How about the Indians playing a demonstration game of Lacrosse? The game was more than fun. It was also important to the Indians for conflict resolution, the training of young warriors and as a religious ritual. Certainly the Pilgrims would have been interested, probably fascinated.
 
And foot racing, I can imagine white girls vs Indian girls and white boys vs Indian boys. My Mother, who could outrun any of the three of us, said young girls loved to run and race despite long skirts. Maybe Joseph Rogers raced.
 
And how about the Wampanoag braves demonstrating their archery prowess with their bows and arrows? The Pilgims had probably already "...exercised their Armes..."
 
And Captain Miles Standish surely put his small troop through some close-order drill to demonstrate their marching and manual-of-arms proficiency.
 
I can also imagine a race between the Indians in their canoes and the Pilgrims in their long boat.

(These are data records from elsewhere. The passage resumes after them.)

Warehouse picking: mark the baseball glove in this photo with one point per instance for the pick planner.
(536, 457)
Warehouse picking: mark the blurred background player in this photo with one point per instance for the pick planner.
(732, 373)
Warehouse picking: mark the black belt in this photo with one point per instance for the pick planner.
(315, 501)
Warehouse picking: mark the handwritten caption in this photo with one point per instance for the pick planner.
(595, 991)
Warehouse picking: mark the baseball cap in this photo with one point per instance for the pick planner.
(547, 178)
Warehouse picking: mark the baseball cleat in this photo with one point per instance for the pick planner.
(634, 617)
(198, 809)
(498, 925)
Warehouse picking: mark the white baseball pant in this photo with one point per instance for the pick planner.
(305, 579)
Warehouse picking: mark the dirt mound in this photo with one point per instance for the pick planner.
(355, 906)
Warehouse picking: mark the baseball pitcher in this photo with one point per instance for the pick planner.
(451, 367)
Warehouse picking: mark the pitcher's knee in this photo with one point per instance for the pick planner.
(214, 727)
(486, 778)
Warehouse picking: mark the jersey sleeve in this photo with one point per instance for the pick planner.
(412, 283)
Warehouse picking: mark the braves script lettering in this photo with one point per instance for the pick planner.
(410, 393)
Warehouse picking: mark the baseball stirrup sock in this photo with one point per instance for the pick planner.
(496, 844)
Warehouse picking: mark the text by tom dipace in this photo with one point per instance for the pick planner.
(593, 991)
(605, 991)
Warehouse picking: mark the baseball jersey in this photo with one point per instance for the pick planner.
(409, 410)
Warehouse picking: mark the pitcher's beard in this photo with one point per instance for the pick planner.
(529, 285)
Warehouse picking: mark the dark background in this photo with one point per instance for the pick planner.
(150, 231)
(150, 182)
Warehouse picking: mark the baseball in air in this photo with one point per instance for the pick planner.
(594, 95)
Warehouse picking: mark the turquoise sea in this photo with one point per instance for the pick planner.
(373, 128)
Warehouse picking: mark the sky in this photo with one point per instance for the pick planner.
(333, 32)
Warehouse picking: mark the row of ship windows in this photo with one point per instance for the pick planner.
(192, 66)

Plymouth was located right on the water.
 
I can even imagine a wrestling match between two muscular Pilgrim youths. I think I read one time that wrestling was popular in those days. Improbably, one of the Pilgrim boys was named Wrestling Brewster.
 
Can you visualize ceremonial groups of Indians doing their shuffling tribal dances around campfires? And super-devout Pilgrims hym-singing? And a long-winded Pastor intoning    seemingly endless invocations, benedictions and prayers of Thanksgiving? I can.
 
Well, there's my story of the First Thanksgiving. I hope it adds to yours.
 
Elaine and I wish you all a happy Pratt-Woodruff Thanksgiving
 
The Patriarch

Wednesday, November 24, 2010

The First Thanksgiving Part 2 (reposted for 2010)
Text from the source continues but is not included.